The game was not only monumental for Kansas (3-6, 1-5), but for interim coach Clint Bowen, who notched his first career victory at the school he not only grew up watching, but played and later coached at. From the time the students began chanting “Bowen, Bowen,” to his victory Gatorade bath to the falling of the goalposts, the emotions were high and a long time coming for many including Bowen.
“You know, I've always seen those. They're a lot colder than you think,” Bowen said. “The old ice punch challenge came through there. Honestly, about the greatest feeling of my life as this coaching thing goes.”
The players all remarked that they wanted this one bad for Bowen, who replaced Charlie Weis, who was fired on September 28 and they came out determined to make it a reality and leave little doubt. The Jayhawks put together a first quarter that fans hadn’t really seen since, ironically, the Mangino days.
They rocketed off to a 17-0 lead through one quarter thanks to a 14-yard touchdown run from running back Corey Avery on the first offensive series of the game. Following a three and out by the defense, quarterback Michael Cummings found tight end Jimmay Mundine for a 20-yard touchdown pass and a quick 14-0 lead.
The Kansas defense was alive from there. In fact, they didn’t even allow an Iowa State (2-7, 0-6) first down until well into the second quarter. Running back Tony Pierson made it 24-0 on a six yard scoring run and it seemed as if not only would Kansas win, but they would do so in a way in which it always seemed would happen to them in previous losses.
“We have been practicing fast, and practicing good, so we just turned it over to Saturday and just kept going with it all together,” Pierson said.
In all, Kansas tallied 514 yards of total offense, their most in a game since 2011. They passed for 286 yards and rushed for 228 with two runners going for over 100 yards.
Iowa State would fight back into the game, closing the gap to 24-14 early in the third quarter and they seemed poised to narrow it even more, but a forced fumble by Victor Simmons switched the momentum around for good and together with the rest of the defense, the ending was written. All that was needed was for it to be played out.
When Cummings tacked on a final touchdown on a quarterback sneak from a yard out, the attention turned to Bowen and the celebration that would soon unfold. Following the game, team captain and senior linebacker Ben Heeney presented him with the game ball and an emotional Bowen took it all in.
“It was awesome. It was great,” Bowen said. “So great to be able to see those kids jump around and celebrate and just smile and be happy. You know, smile and be happy. It was a lot of fun in there.”
Obviously the next question centered on whether or not Bowen felt the victory stated his case to have the interim tag stripped and for his dream job to truly be his, but he wouldn’t have any of it. With the class and grace that he is known for, he kept the perspective on the program hat he holds so dear and the many people that make it up.

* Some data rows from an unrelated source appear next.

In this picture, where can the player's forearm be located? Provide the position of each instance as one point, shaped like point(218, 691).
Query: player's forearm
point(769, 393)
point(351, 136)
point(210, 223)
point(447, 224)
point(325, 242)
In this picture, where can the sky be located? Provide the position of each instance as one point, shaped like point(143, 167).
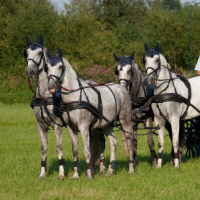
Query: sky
point(60, 3)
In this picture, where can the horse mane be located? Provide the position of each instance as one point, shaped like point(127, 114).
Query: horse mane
point(164, 61)
point(69, 67)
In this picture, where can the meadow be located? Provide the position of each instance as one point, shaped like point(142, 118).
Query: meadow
point(20, 167)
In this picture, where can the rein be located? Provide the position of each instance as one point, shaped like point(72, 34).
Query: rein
point(89, 86)
point(100, 71)
point(30, 85)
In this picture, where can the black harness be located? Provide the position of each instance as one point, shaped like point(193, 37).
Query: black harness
point(161, 98)
point(55, 100)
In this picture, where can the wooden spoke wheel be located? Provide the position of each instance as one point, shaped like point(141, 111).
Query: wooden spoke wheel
point(192, 138)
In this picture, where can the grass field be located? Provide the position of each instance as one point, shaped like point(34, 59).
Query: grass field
point(20, 167)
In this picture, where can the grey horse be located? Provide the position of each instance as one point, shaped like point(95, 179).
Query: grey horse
point(80, 103)
point(167, 85)
point(46, 113)
point(133, 80)
point(36, 55)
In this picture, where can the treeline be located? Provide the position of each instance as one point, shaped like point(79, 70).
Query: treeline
point(90, 31)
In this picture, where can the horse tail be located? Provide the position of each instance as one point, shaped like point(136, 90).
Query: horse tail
point(95, 147)
point(124, 145)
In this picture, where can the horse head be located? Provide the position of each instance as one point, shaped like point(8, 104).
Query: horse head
point(55, 69)
point(124, 69)
point(152, 62)
point(34, 55)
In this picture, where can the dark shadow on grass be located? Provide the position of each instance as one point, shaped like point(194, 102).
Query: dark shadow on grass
point(120, 165)
point(53, 167)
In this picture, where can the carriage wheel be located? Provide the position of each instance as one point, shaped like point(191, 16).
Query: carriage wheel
point(192, 138)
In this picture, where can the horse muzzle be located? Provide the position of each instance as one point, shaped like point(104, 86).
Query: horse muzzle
point(52, 86)
point(123, 83)
point(150, 80)
point(30, 73)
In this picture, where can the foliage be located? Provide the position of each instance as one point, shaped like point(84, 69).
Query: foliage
point(21, 160)
point(89, 32)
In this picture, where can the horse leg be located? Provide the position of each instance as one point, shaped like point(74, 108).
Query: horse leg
point(128, 132)
point(113, 147)
point(74, 139)
point(135, 147)
point(59, 150)
point(161, 122)
point(150, 141)
point(169, 129)
point(42, 129)
point(181, 140)
point(85, 133)
point(175, 139)
point(102, 149)
point(135, 134)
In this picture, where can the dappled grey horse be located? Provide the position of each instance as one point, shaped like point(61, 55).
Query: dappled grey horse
point(81, 104)
point(132, 79)
point(174, 100)
point(45, 104)
point(46, 110)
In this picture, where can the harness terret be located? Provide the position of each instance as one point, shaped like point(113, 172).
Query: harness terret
point(160, 98)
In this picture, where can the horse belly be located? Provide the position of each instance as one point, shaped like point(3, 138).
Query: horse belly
point(195, 97)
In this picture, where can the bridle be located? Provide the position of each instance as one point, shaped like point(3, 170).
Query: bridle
point(121, 63)
point(42, 57)
point(152, 53)
point(51, 76)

“It means that our players finally get a reward for all the hard work and effort that they put into everything that they do,” Bowen said. “We have a tremendous group of young men down there who work just as hard as everyone else and have came up on the short end of those games so many times, and it means that they get to hold their heads high and be proud of what they did today and celebrate and have fun and do all those things that they came to Kansas to do.”

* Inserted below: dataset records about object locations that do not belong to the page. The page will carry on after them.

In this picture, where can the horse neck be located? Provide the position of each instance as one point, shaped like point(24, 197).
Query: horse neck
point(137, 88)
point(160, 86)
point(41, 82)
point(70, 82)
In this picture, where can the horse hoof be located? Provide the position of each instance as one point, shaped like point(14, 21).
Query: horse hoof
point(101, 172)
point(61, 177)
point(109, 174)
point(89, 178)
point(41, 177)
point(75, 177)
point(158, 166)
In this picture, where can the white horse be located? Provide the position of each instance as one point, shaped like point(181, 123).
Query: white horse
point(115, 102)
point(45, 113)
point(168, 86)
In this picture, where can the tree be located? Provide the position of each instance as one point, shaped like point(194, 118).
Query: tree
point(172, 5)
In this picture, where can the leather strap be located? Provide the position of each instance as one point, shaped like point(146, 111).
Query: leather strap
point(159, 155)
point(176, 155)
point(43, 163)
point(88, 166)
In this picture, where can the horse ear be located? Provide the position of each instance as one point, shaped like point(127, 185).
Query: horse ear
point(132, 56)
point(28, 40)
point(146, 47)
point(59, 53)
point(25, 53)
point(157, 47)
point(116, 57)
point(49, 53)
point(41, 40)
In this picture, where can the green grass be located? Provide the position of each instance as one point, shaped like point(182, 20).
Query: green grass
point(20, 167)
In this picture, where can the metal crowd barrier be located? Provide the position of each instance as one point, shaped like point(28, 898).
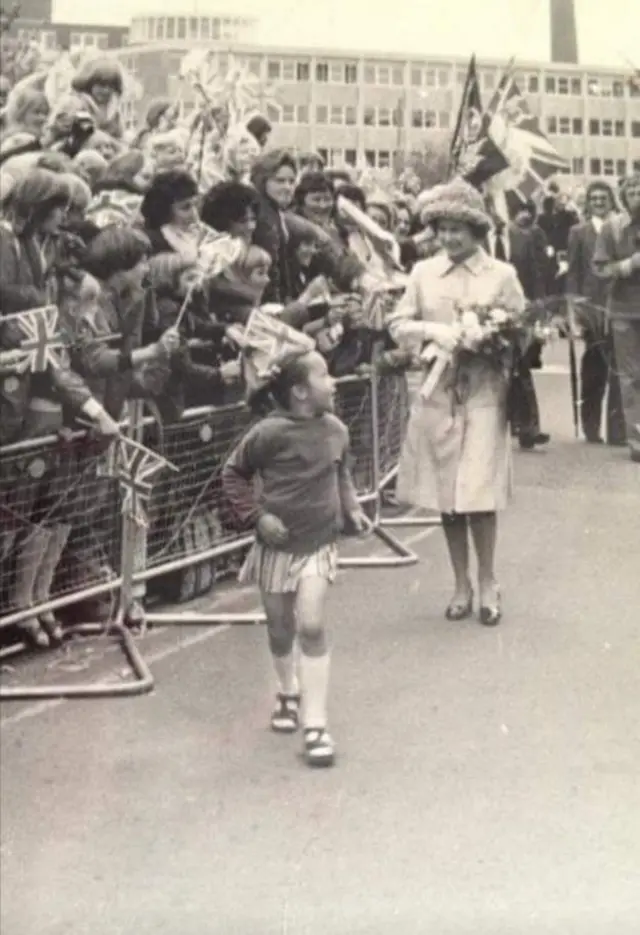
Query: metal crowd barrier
point(52, 491)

In a game that was supposed to be about the return of Mark Mangino, it never really materialized that way. In fact, thanks to the way it all played out, it never really did have anything to do with the former Jayhawks coach.
It ended up being about a Kansas program that has been hurting since his departure following the 2009 season. But most importantly, it ended up being about the players who wanted to taste true success and celebrate just once with their fans. It ended up being about Clint Bowen, a man whose life revolves around Kansas football. And as the fans poured onto the field and set their sights on the goal posts, there stood Bowen and Mangino, linking past and present and the perspective was suddenly as clear as the cold, night sky overhead.

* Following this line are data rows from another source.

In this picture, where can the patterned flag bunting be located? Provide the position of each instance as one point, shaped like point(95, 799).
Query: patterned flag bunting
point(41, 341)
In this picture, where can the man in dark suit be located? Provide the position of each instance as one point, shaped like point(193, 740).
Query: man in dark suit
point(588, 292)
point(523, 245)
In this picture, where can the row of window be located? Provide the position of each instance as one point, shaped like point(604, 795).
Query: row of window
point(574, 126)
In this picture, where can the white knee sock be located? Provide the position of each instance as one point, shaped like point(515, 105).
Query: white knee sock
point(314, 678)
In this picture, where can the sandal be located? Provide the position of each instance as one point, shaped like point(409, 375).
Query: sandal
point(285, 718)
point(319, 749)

“You know, his message was just congratulations on the win, and it's probably more my message to him, that I truly appreciate everything he's always done for me for a long time, personally, professionally,” Bowen said. “He's had a huge impact on my career. There's so many things that I've done in the last four weeks that I learned from Coach Mangino. The guy is a tireless worker, put his heart and soul in this program, and I think anyone that's a Kansas fan should appreciate that.”